I lose time. I live it, I function within it, and I remember most of it, but time undulates in an irregular pattern that sometimes leaves me frustrated. During these periods, which usually last several months, I become hypercreative in visual endeavors instead of literary. All the while, I remain frustrated that I can't focus my fatigued mind enough to write. I don't often recognize I am time-lost until dissatisfaction over my writing failures peaks. Eventually, time flips over and the visual is eclipsed by the cerebral as my focus returns and I slip into a less aggravating phase of my disorder.

Time-Lost

I'm adrift between awake and asleep,
Halfway to nowhere, regrettably languid.
Worlds and stars spin around retrograde idioms,
Askew, and dripping microseconds into annihilation.

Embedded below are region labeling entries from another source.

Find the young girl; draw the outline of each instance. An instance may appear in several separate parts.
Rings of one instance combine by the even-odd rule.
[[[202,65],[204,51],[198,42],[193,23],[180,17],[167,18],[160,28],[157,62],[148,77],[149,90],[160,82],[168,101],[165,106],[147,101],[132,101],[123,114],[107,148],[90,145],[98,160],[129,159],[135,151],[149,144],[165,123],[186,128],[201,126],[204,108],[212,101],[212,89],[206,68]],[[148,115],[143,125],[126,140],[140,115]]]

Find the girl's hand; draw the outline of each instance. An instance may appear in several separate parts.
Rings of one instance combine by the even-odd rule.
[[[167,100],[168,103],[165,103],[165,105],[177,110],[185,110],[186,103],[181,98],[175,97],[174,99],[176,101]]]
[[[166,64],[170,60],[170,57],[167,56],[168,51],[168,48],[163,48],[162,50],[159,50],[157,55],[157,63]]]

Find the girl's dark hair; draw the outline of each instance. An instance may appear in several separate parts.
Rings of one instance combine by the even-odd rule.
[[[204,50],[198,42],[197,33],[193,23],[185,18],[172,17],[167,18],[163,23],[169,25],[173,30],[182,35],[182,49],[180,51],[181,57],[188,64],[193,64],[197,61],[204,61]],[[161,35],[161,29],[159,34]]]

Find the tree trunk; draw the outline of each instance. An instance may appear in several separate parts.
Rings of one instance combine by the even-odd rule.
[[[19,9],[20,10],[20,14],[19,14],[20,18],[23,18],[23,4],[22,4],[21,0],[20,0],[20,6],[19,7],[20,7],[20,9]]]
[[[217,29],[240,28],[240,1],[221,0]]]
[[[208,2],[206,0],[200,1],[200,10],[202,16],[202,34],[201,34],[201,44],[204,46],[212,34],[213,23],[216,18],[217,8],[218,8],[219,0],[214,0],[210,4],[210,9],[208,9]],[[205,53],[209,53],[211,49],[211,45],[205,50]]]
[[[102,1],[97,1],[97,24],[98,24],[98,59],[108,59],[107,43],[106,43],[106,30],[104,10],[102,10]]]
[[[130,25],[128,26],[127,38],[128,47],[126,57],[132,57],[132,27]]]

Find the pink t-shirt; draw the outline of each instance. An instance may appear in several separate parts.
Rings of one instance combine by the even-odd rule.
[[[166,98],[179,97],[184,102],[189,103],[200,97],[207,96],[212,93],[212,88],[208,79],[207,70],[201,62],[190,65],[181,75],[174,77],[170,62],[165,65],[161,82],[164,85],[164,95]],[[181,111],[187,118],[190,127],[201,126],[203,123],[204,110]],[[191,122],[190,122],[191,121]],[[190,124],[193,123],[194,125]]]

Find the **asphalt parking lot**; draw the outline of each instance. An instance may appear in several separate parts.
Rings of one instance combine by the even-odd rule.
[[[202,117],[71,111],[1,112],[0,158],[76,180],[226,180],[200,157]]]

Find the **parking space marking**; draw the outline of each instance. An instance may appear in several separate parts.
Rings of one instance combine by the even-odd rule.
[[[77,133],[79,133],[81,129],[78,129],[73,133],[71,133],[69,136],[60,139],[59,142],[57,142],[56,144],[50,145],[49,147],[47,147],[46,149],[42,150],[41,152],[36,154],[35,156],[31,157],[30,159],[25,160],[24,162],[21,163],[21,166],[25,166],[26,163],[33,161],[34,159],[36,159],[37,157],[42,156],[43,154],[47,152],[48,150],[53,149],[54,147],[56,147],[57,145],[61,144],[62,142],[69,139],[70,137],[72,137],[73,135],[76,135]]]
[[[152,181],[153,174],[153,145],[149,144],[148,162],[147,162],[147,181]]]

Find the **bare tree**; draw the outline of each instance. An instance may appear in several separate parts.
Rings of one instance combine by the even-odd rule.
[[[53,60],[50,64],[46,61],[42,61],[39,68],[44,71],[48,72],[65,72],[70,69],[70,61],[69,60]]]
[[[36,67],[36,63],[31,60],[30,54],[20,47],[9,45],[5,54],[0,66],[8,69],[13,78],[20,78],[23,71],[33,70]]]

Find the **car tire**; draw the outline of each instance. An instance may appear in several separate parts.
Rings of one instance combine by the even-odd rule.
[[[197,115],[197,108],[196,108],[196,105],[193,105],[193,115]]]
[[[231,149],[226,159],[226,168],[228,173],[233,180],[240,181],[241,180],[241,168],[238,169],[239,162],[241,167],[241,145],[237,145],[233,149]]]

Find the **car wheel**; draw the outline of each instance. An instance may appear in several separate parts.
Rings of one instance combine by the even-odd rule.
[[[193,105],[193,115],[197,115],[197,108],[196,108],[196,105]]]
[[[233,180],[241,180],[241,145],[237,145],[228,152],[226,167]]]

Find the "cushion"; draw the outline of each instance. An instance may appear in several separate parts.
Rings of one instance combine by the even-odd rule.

I careen to avoid another day, another nebulous morning,
Where the time-lost slip into Lethe and drown,
Forgetting the hours, the days, the purpose,
An abeyance of everything, continuance of nothing.
Find me if you can, capricious Time,
For I am caught in the maze of the narcoleptic void.
Awake, asleep, and egregiously haunted
By the fickle visions of an effulgent stupor.
Arise from the shade, little muse, little whim,
And recover my lucidity from meandering seasons,
Unbind my perception from sidereal rambling,
And spin my balance away from dream-time.